Oprah's First Author Finds Round 2 Tough

THE MOST WANTED

By Jacquelyn Mitchard

Viking

448 pp., $24.95

It's not what you'd call a match made in heaven: a 14-year-old girl and a 25-year-old convict. Add a conjugal visit, and you've got the first half of Jacquelyn Mitchard's latest bestseller.

Given its movie-of-the-week story - complete with helpless newborn, raging fire, and murder - "The Most Wanted" would not be what's known in publishing parlance as an "important book."

What makes it worth noting is its author: Her first novel, "The Deep End of the Ocean," was the first choice of the Oprah Book Club.

Like "The Most Wanted," that book also had a disturbing premise: a kidnapping forcing a family to rebuild.

But unlike its predecessor, the second novel is not particularly thought-provoking. Also missing is what was most impressive about Mitchard in the first book - her ability to write good dialogue. It's a skill new novelists often lack, but one Mitchard has likely acquired from her years as a syndicated columnist.

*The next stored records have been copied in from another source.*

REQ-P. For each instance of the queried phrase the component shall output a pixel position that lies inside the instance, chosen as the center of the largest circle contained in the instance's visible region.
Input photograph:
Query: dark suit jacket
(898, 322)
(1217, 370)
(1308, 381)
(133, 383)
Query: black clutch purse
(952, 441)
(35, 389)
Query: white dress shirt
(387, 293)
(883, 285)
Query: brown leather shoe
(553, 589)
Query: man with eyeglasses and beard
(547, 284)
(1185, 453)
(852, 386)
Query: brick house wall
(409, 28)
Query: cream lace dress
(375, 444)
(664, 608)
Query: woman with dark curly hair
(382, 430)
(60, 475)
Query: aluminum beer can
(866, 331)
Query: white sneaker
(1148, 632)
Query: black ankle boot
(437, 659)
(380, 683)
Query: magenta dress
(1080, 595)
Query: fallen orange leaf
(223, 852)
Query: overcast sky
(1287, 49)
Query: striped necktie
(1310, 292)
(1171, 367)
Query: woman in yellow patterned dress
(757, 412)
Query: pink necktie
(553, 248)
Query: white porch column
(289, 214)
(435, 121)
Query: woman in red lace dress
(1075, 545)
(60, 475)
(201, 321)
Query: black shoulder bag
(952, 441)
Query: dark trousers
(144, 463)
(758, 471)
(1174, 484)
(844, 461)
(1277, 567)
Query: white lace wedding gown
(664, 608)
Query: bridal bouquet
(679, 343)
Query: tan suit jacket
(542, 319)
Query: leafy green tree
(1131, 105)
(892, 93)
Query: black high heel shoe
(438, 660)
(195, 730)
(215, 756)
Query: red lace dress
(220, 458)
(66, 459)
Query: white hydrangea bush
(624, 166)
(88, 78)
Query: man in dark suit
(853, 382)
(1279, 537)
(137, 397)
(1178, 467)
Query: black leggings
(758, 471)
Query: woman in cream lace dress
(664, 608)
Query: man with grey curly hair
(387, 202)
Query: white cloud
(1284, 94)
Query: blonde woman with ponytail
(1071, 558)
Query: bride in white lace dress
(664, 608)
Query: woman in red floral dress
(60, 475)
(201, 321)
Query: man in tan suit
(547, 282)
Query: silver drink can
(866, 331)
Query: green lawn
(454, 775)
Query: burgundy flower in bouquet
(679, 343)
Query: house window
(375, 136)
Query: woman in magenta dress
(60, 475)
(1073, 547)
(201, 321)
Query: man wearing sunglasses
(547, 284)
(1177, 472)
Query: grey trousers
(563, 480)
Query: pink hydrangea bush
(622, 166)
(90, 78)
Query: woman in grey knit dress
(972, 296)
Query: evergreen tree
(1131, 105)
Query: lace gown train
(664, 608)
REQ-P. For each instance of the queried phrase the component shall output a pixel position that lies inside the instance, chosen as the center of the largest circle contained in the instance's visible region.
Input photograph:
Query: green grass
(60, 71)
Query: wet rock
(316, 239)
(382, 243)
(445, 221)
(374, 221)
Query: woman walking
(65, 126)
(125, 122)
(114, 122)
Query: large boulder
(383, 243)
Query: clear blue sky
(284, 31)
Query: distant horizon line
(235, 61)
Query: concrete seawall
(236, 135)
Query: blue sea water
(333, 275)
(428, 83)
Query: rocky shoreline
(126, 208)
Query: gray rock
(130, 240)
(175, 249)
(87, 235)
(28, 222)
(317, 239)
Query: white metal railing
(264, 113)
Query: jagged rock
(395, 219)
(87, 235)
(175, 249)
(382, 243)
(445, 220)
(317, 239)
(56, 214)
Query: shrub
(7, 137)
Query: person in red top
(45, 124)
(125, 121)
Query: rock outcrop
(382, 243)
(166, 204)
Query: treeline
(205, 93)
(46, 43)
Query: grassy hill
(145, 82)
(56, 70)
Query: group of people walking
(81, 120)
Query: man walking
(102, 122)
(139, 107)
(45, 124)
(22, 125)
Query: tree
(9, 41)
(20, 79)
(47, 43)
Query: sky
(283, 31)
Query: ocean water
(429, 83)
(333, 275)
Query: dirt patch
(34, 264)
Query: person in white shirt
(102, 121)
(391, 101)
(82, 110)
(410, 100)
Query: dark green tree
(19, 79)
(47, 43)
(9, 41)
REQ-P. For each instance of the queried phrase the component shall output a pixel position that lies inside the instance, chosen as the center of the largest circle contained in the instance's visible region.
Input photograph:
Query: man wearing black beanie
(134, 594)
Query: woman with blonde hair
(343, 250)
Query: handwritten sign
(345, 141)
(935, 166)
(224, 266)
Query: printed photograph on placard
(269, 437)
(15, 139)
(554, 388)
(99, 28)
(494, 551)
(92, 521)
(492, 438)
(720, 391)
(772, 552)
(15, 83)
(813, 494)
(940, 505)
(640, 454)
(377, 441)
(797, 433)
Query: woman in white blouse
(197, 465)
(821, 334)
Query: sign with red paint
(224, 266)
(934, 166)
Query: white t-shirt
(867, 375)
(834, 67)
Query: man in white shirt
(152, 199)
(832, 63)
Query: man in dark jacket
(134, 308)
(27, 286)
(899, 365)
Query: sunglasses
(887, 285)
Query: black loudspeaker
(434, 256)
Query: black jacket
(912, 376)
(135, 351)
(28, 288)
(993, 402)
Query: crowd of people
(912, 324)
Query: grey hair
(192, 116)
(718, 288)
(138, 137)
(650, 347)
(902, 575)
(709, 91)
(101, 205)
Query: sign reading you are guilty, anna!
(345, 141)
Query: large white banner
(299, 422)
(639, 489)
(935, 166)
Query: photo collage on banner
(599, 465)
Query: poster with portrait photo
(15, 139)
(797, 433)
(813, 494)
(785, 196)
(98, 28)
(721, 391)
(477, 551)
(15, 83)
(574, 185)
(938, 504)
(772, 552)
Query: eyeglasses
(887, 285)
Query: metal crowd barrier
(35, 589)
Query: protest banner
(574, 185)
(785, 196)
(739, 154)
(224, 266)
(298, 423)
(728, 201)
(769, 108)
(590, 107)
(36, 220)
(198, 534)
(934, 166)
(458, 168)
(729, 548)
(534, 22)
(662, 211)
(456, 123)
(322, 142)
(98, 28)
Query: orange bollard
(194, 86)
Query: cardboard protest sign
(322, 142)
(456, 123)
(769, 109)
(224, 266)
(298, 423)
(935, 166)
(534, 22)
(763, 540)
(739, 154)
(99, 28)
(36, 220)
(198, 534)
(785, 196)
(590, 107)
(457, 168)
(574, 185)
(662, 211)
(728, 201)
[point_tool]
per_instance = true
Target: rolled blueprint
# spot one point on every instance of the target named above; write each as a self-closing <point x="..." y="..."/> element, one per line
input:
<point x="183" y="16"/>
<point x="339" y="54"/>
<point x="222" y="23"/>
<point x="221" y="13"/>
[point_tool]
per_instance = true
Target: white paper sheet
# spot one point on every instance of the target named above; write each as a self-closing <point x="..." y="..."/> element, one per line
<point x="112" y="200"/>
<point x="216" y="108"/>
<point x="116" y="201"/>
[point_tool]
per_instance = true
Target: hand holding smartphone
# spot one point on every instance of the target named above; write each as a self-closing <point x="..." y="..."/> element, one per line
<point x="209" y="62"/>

Her capabilities are hinted at, though. One of the best conversations in the book is when Arley, the child-bride, and Annie, the lawyer helping her get the conjugal visit, are getting to know each other:

" 'So how did you come to marry so young?'

'It's not so young. We just read Romeo and Juliet, and she was exactly my age.' I couldn't help but smile. She saw it.

I said, 'Yes, but that didn't work out so well.' "

Annie and Arley take turns telling the story of the intelligent, attractive Texas teen who turns to a prisoner for love. Arley's search for the affection she's not getting at home and her awakening sexual feelings - complete with steamy encounters - figure prominently.

Beyond its hard-to-swallow pre-mise, the novel is hampered by too many details. From the start, it's clear that Arley has a baby, and husband Dillon is no longer on the scene. But in the process of learning how all that came about, readers have to wade through Annie's love life, her sister's past affairs, and Arley's family history. By the end, the author is trying too hard to tie up lose ends.

To her credit, Mitchard brings an unexpected element to this mix. Arley and Dillon write poetry and send it to each other when they are courting. Mitchard asked a poet friend to create their love poems. She also includes Alfred Noyes's "The Highwayman" in the front of the book, a foreshadowing of the poem's role in this turbulent love story.

Still, it's too bad the book had to be turned around quickly to be ready in time for beachgoers. With more vetting, it might have been a better showcase for Mitchard's enjoyable writing style.

She makes Annie, for example, delightfully self-aware, as in this fight near the novel's end: "Arley shouted at me, red-faced.... Of course, deeply mature individual that I am, I yelled right back - lovely things about where she might be if it weren't for my help and what had her own mother done for her...."

When better presented, Mitchard's writing can be a pleasure to read. Her stories just need more time to ripen - and some pruning.

* Kim Campbell is on the Monitor staff.